The objective of the Prum Treaty is for each EU Member State to grant each other access rights to their automated DNA analysis files, automated fingerprint identification systems and vehicle registration data which includes owners of vehicles.

This little known treaty was originally signed by Schengen Member States back in 2005. The European Commission turned this into EU wide legislation in 2008 with agreement of the New Labour Government. This legislation is supposed to be in place by 2014 and Britain has been threatened with £millions fines by the European Justice Court for none implementation.

   A Commission report admits “A considerable number of member states consider that the matching rules, in particular for DNA data, are not fully satisfactory and should be designed...so as to avoid matches that are ...false...”.
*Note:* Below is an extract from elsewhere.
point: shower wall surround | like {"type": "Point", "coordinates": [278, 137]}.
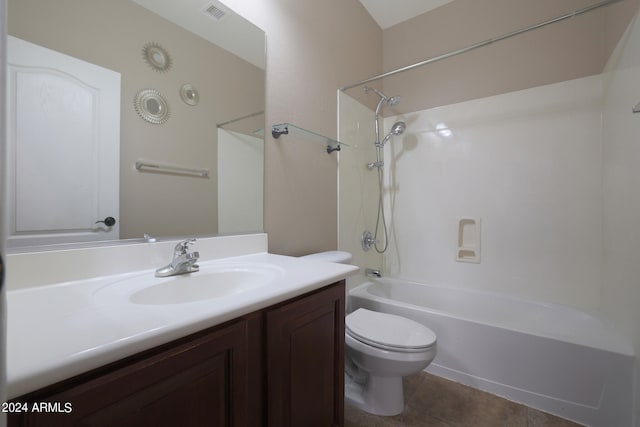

The thought of police forces across 26 other Member States having access to DVLA data is mind boggling where one wrong digit could result in the use of the European Arrest Warrant and a knock at the door and transportation to somewhere else in the EU.

  This is EU legislation that must be stopped and Parliament needs to do just that.

EU-Passenger
Name Record (PNR)

On 9 January the Commission published a call for proposals for projects that at the very least see the "establishment of a unit in the Member State which will be responsible for the collection, processing and retention of PNR data," and preferably also the actual ability to collect, store, process and share the data.

This data would be collected at air and seaports.
   This has been described by Green MEP Jan Philipp Albrecht last year as part of the "ever-creeping drive for more pervasive retention and analysis of private data and big brother-style surveillance."

   The scheme will be financed by the EU and planned to commence in 2014.. It is another piece of EU legislation that parliament can stop.